ジャックが真っ赤になって、ネネに懇願している。
「頼むから、消してくれ。」
「どっちを消せばいいのかしら。今写っているスクリーンから、それとも、この画像を持っている相手のフォルダから?」
「おい、相手のフォルダから、これを消せるのか?」
「ええ、出来るわ。ただし、私の要求を飲んでくれるなら。」
ネネが意地悪く笑う。
「どんなことだ?」
『すごい。わたしだったら、なんでも聞くから消してって、土下座するのに、ジャックは、一応、ネネの要求を確かめるんだ。』
「今回の婚約話をジャック側から、断って欲しいの。」
『へっ、婚約って、ネネとジャックは婚約してるの!!!』
ミワの胸がちくっと痛んだ。
『なんでそんなことで、ショックをうけるのよ、私。』
ミワが自分の気持ちに焦っていると、ジャックが即座にネネの要求に返答した。
「そんなことで、いいのか?」
意外に簡単な要求に、ジャックが驚いている。
「ええ、婚約だけを断ってほしいの。共同研究はそのままでね。」
「なるほど、そういうことか。」
ジャックは、納得して頷いた。
「双方が平等に、研究できるように、少しだけ、そっちに情報を流そう。これでどうだ。」
ネネはニヤリとすると、キーをクリックした。
画面の映像が虫くい穴になり、消えていく。
「まだ、情報を流してないのに、いいのか消して?」
「まだコピーの1部が、ここのメモリーにあるわ。ジャックからの情報を確認次第、これも消す。
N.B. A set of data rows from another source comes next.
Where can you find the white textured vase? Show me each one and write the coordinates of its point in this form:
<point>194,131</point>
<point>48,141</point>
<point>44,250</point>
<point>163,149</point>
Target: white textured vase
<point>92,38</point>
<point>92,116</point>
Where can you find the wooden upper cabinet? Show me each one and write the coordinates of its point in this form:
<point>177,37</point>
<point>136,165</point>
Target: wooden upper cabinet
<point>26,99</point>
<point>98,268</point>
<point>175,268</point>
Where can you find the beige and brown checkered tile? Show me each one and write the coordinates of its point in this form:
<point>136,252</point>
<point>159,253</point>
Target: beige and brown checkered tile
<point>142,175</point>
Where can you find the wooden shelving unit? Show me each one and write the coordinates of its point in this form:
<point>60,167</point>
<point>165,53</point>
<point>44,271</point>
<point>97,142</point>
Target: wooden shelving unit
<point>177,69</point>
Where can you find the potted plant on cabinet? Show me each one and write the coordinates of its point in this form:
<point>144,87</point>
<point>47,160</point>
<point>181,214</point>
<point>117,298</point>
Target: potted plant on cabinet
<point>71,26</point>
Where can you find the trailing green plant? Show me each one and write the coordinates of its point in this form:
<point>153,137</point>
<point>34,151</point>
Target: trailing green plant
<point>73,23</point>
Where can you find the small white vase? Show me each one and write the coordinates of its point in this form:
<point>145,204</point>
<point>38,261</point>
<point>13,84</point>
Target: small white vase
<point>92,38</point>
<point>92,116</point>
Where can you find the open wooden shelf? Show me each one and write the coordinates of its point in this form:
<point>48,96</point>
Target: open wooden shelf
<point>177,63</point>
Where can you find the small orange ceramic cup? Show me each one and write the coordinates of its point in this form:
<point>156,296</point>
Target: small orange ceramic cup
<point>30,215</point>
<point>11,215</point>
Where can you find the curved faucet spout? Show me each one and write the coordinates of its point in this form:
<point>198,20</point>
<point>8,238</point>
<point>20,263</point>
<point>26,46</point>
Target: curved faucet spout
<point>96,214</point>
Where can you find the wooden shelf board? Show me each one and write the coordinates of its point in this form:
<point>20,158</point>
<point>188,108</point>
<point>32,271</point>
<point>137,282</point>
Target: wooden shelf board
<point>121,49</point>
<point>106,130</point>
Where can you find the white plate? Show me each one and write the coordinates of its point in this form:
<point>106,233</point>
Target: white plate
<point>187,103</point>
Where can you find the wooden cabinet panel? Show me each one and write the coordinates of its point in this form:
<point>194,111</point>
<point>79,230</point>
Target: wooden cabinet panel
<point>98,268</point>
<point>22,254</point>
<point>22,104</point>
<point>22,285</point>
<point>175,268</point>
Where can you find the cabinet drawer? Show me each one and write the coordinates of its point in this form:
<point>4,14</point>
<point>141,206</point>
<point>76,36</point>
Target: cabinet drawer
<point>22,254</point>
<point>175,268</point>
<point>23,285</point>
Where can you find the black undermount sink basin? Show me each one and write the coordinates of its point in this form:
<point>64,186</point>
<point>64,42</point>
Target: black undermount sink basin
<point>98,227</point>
ちなみに今ので、リンダ・マクナリーが持ってた、全部の情報が虫くいでなくなったわよ。」
「なんで全部消したんだ?」
「1部を消すより、簡単だからよ。それに1部だけだと、いかにもって感じでしょ。
全部壊れたなら、人間仕方ないって思うものよ。」
「わかった。だがさすがに、情報は平等になるまでしか、流せん。」
「わかってるわ。後でまた、必要になれば、請求する。」
「怖いなぁー、そりゃ。」
ジャックはそう言うと、了承だと頷いた。
「ナミ。」
ネネがナミを見た。
「私は今、とっても空腹で、それ以外、何も知らない。」
ミワは暗に、今聞いたことは、何も言わないと示唆した。
ネネはニッコリ笑うと、
「じゃ、食堂に行こうか。」
三人はネネの出した矢印に乗って、食堂に向かった。